I am in the middle of cooking dinner, so I could do a cooking post. Or I could stick with my usual Monday Mental Meanderings. I have come to realize that mental meanderings are easier than middle-aged musings. “Musings” seems to imply that there is a point or at least a theme or something. “Meanderings,” I feel, can just want wander all over the place.
So it is the day after Christmas. At least I did not have to return to work. I hate working with a post-Christmas letdown. Don’t worry; I’m not going to sit here and whine about my post-Christmas letdown for 200 or so words (I don’t imagine I can manage 300 or more words today). I will attempt to not whine at all, but I have observed that some people will accuse you of whining no matter what.
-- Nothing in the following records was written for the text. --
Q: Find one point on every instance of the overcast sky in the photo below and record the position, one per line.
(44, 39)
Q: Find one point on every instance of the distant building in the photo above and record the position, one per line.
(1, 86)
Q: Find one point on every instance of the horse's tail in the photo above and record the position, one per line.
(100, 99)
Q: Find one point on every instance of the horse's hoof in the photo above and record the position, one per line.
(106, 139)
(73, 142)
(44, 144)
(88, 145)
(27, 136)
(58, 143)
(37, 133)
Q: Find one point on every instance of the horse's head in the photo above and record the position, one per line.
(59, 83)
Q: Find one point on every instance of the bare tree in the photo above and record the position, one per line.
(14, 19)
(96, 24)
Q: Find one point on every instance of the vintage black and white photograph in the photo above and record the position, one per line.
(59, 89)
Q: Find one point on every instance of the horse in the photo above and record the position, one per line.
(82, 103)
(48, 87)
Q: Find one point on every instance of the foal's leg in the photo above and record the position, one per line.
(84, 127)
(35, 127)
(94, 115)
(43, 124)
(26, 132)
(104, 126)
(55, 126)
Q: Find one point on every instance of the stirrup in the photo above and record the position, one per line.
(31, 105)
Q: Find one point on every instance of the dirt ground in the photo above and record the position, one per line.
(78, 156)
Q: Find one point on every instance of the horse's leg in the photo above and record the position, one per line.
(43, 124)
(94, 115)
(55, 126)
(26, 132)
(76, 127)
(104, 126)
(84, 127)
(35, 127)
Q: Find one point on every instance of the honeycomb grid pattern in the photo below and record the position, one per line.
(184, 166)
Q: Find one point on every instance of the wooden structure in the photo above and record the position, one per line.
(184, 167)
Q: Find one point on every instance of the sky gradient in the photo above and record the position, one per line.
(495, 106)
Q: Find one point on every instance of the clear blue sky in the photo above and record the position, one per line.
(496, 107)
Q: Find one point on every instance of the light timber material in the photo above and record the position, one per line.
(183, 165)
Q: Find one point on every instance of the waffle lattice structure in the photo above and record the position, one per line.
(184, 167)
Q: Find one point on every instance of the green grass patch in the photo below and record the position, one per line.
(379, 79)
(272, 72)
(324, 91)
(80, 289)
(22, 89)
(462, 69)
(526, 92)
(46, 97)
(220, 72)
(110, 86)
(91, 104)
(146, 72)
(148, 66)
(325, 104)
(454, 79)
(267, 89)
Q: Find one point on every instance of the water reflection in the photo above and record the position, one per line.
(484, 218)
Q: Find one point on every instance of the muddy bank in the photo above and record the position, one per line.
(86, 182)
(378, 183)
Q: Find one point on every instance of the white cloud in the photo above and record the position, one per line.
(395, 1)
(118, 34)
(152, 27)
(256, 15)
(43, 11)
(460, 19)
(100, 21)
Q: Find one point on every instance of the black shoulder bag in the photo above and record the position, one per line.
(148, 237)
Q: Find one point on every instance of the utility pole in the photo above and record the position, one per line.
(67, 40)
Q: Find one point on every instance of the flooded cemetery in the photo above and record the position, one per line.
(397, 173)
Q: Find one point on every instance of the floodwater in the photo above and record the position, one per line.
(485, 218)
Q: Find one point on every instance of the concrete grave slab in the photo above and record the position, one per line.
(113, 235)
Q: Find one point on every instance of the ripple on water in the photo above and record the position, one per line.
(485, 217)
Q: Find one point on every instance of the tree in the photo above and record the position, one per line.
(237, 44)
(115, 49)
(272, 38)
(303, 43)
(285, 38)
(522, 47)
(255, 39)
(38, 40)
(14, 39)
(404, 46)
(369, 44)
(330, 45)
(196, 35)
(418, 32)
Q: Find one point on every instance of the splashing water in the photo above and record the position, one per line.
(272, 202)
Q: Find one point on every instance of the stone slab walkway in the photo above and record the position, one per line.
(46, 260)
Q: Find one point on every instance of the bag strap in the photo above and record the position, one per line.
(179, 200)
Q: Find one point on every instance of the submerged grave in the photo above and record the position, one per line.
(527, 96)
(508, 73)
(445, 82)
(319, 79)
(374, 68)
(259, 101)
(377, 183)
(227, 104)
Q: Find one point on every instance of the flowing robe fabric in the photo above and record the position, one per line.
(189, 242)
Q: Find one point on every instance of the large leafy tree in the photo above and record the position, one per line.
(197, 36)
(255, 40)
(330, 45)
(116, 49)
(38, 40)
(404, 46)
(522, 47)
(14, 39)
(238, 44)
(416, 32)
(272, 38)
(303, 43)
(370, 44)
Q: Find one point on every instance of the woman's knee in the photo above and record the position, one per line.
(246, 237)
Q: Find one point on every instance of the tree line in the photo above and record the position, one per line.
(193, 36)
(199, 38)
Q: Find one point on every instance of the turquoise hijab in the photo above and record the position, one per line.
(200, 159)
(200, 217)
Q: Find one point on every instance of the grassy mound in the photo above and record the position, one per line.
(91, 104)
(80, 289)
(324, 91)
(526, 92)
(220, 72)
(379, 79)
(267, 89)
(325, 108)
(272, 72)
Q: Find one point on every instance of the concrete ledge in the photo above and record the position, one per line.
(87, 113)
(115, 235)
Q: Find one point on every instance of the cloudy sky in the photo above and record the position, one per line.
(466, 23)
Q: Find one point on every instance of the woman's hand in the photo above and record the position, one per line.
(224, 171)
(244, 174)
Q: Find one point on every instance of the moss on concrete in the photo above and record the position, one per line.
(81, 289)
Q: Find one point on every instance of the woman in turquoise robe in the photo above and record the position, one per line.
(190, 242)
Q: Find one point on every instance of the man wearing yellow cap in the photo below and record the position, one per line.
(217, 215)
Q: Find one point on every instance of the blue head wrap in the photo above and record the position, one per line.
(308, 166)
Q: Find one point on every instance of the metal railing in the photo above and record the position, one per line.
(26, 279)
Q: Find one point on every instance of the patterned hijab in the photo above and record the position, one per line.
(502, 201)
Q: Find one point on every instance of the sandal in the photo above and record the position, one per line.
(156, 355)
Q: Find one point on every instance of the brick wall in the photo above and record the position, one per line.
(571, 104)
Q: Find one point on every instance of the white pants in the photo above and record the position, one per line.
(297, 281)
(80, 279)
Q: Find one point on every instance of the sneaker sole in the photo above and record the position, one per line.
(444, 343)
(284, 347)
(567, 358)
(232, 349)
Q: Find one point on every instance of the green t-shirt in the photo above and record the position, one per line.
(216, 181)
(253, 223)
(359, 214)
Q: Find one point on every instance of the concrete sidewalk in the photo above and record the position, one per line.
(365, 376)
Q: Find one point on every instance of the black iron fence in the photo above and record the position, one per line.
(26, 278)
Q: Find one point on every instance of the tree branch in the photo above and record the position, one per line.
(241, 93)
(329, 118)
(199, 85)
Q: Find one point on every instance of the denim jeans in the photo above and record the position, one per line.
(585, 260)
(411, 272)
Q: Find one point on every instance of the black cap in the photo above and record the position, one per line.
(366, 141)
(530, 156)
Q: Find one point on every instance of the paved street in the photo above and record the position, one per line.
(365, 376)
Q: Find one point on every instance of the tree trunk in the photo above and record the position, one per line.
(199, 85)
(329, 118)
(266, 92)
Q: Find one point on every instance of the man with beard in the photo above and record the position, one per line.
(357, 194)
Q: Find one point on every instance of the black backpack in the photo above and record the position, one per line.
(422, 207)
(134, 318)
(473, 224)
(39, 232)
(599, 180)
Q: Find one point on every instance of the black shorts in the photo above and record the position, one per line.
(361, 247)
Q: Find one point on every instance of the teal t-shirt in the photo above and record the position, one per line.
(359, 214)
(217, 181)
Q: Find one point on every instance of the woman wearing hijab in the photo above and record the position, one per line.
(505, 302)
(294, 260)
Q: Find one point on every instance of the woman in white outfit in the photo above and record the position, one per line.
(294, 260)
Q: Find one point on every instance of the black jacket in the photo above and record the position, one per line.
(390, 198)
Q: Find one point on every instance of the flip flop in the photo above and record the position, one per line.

I suppose to complain about that injustice will also be construed as whining. File that under the heading I Just Can’t Win.
Christmas being over does bring a sense of relief. No more presents to buy, make, wrap. Of course I did not celebrate the season as properly and thoroughly as I had hoped and planned, but it is too late to worry about that now. It’s on to working on all the projects I’ve been neglecting for Christmas! I have writing, cleaning and organizing to tackle. And if I accomplish any of it, you’ll read about it here!
As for right now, I am over two hundred words. I am not going to try for three, because I’m afraid I might start whining about something. Hope you’re having a delightful Monday.